Remix.run Logo
kragen 3 days ago

I agree that static and especially gradual typing add complexity, but it's a very much smaller amount of complexity than we're talking about here, so in fact it is very common to encounter dynamically-typed scripting languages that are much more complex than some languages with excellent type systems.

I think you can implement a Hindley–Milner type checker in about a page of code, not the 2000 pages of code you're talking about.

I'm not sure what you mean by "complete". H–M is complete in the sense that it's decidable and doesn't leave any holes: programs that check statically are guaranteed not to have type errors at runtime. It handles higher-order functions and parametric polymorphism (generics) out of the box, it doesn't suffer from null pointers, and it can even handle mutability. And it's fully inferrable. There are various extensions to make it more expressive (GADTs, typeclasses, subtyping, linearity, tagged arguments) but even the basic HM system is already a lot more powerful than something like the type system of C or Java 1.7.

pansa2 3 days ago | parent [-]

> it is very common to encounter dynamically-typed scripting languages that are much more complex than some languages with excellent type systems.

You're right, that statement was too general.
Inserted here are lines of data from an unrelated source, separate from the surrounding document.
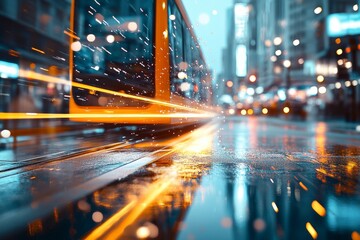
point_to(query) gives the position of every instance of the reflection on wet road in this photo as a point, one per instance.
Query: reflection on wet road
(243, 178)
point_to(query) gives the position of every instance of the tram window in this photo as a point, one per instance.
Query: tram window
(27, 11)
(176, 41)
(116, 49)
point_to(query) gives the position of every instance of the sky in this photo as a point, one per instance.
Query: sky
(209, 20)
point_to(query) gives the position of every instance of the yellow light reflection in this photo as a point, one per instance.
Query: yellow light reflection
(45, 78)
(276, 209)
(134, 209)
(4, 116)
(318, 208)
(311, 230)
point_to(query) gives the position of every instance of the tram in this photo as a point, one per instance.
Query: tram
(136, 62)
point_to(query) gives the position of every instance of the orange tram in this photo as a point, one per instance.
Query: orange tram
(136, 62)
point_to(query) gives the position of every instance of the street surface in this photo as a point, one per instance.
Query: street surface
(234, 178)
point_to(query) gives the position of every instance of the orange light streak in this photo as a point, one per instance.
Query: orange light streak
(318, 208)
(8, 116)
(311, 230)
(71, 35)
(131, 212)
(38, 50)
(50, 79)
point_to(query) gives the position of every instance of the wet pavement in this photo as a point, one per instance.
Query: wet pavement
(237, 178)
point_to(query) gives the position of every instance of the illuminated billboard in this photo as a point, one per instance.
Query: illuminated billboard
(241, 61)
(342, 24)
(241, 13)
(9, 70)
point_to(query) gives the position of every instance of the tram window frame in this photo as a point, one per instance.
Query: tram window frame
(131, 70)
(176, 43)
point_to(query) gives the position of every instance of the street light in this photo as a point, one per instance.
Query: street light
(287, 65)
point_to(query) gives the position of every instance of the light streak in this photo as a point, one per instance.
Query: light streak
(311, 230)
(318, 208)
(71, 35)
(38, 50)
(7, 116)
(303, 186)
(131, 212)
(276, 209)
(45, 78)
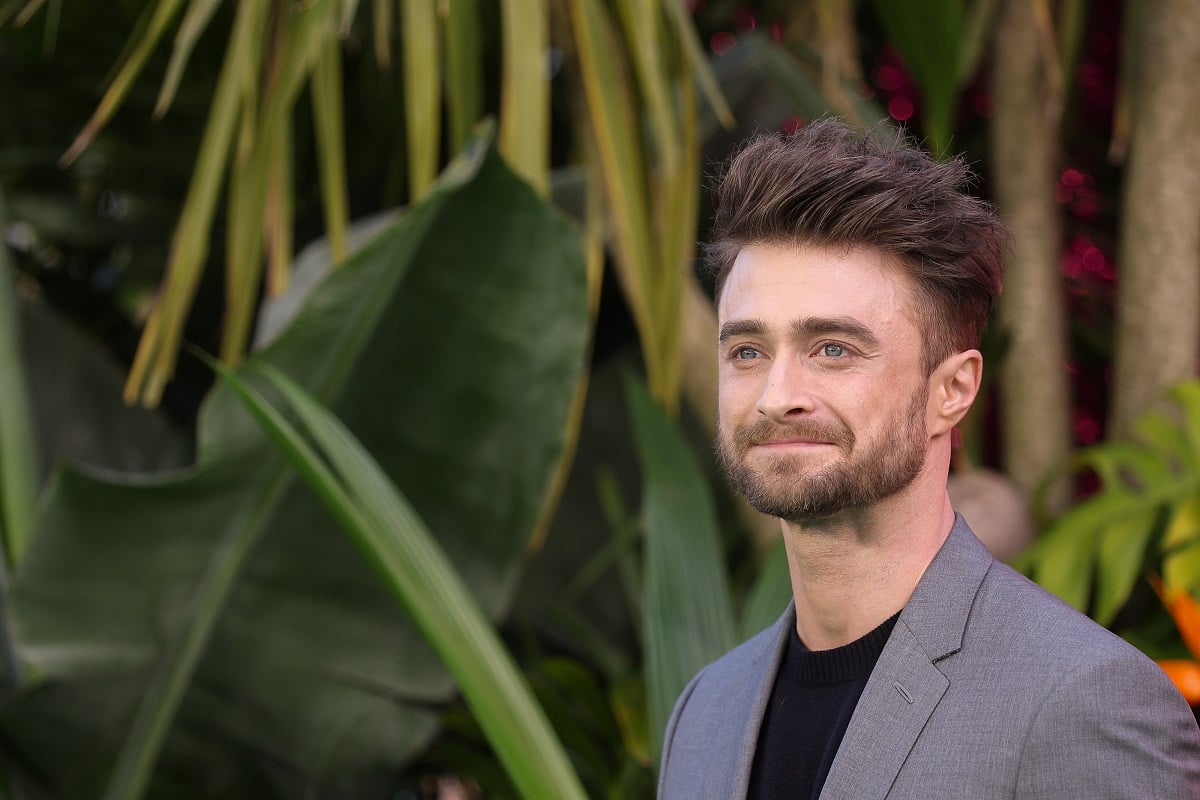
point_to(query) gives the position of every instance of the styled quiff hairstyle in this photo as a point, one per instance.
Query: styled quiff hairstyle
(829, 185)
Python is a dynamically-typed scripting language (if you exclude external tools like MyPy), and is one of the most complex languages out there.

I should have been more specific: "Any language with a reasonably-complete type system is inevitably going to be much more complex than Lua".
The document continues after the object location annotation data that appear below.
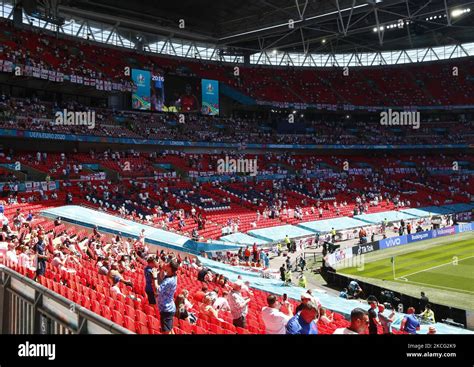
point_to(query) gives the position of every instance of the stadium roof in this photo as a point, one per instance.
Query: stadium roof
(250, 26)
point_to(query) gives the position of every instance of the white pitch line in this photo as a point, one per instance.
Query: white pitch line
(439, 286)
(434, 267)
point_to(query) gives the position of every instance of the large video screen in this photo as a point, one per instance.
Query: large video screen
(210, 97)
(155, 91)
(141, 92)
(183, 94)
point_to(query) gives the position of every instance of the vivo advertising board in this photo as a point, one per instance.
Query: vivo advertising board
(392, 242)
(419, 236)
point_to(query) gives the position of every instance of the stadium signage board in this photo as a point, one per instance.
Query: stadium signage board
(464, 227)
(420, 236)
(444, 231)
(366, 248)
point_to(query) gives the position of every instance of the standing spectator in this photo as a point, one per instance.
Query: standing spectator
(423, 302)
(410, 323)
(247, 254)
(386, 321)
(238, 305)
(166, 283)
(373, 322)
(286, 306)
(427, 315)
(282, 273)
(302, 280)
(40, 249)
(359, 322)
(272, 316)
(304, 321)
(199, 295)
(149, 281)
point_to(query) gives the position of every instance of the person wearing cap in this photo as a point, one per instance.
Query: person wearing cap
(304, 322)
(385, 321)
(305, 298)
(165, 284)
(302, 280)
(238, 305)
(272, 316)
(151, 264)
(427, 315)
(410, 323)
(373, 321)
(359, 323)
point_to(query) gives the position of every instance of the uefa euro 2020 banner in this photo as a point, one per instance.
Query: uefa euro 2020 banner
(210, 97)
(141, 93)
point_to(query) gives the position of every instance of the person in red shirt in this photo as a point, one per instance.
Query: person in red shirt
(247, 254)
(199, 295)
(189, 102)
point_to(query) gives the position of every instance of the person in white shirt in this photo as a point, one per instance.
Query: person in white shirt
(115, 288)
(275, 321)
(11, 255)
(359, 323)
(221, 303)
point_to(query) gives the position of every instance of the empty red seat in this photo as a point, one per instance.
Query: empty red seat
(129, 323)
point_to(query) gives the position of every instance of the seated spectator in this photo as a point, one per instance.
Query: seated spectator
(427, 316)
(274, 319)
(181, 311)
(410, 323)
(323, 316)
(208, 310)
(199, 295)
(238, 305)
(221, 303)
(385, 321)
(286, 306)
(304, 321)
(189, 306)
(359, 323)
(305, 298)
(354, 289)
(343, 294)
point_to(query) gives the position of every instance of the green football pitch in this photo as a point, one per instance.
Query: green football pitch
(442, 264)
> I agree that static and especially gradual typing add complexity, but it's a very much smaller amount of complexity than we're talking about here [...] I think you can implement a Hindley–Milner type checker in about a page of code

aw1621107's comment shows that Luau's type checker (the "Analysis" directory) is ~60% of the project's code. Maybe there are languages where the equivalent is just a single page, but even then, type checking makes a language implementation more complex in other ways as well.

For example, Luau's AST implementation alone is 75% the size of the whole of Lua 5.1. By deferring type-checking to runtime, Lua can avoid the need to build an AST at all: the compiler can go straight from source code to bytecode.

kragen 2 days ago | parent [-]

Building an AST is also not a large amount of code, especially if you already have GC and some kind of runtime type discrimination. And building an AST simplifies a lot of other things you might want to do, not just type checking. You're speaking as if compilers were invented in the Obama presidency because previously computers didn't have enough memory for all their code, and were invariably many-person projects.

But, in fact, writing a compiler, with an AST and static types, is a common single-person term project for undergraduates, and it's something people have been doing for 70 years, since computers used magnetic drums and acoustic delay lines for RAM. We've learned techniques since then that make it easier, which is why undergraduates can do it now.

One notable example is Stephen C. Johnson's "portable C compiler", which was the main C compiler in the late 70s and early 80s. By my count the current version of it at https://github.com/PortableCC/pcc is a bit under 50,000 lines of code, including C, some kind of C++, and Fortran frontends and backends for 18 architectures, but not including lex and yacc. I just built it here on my phone, which required implementing getw() and putw() (maybe I don't know the right feature test macros) and #including <strings.h> with the "s" in aarch64/local2.c. The executables total about 320K, including C and C++ (no Fortran) and only aarch64.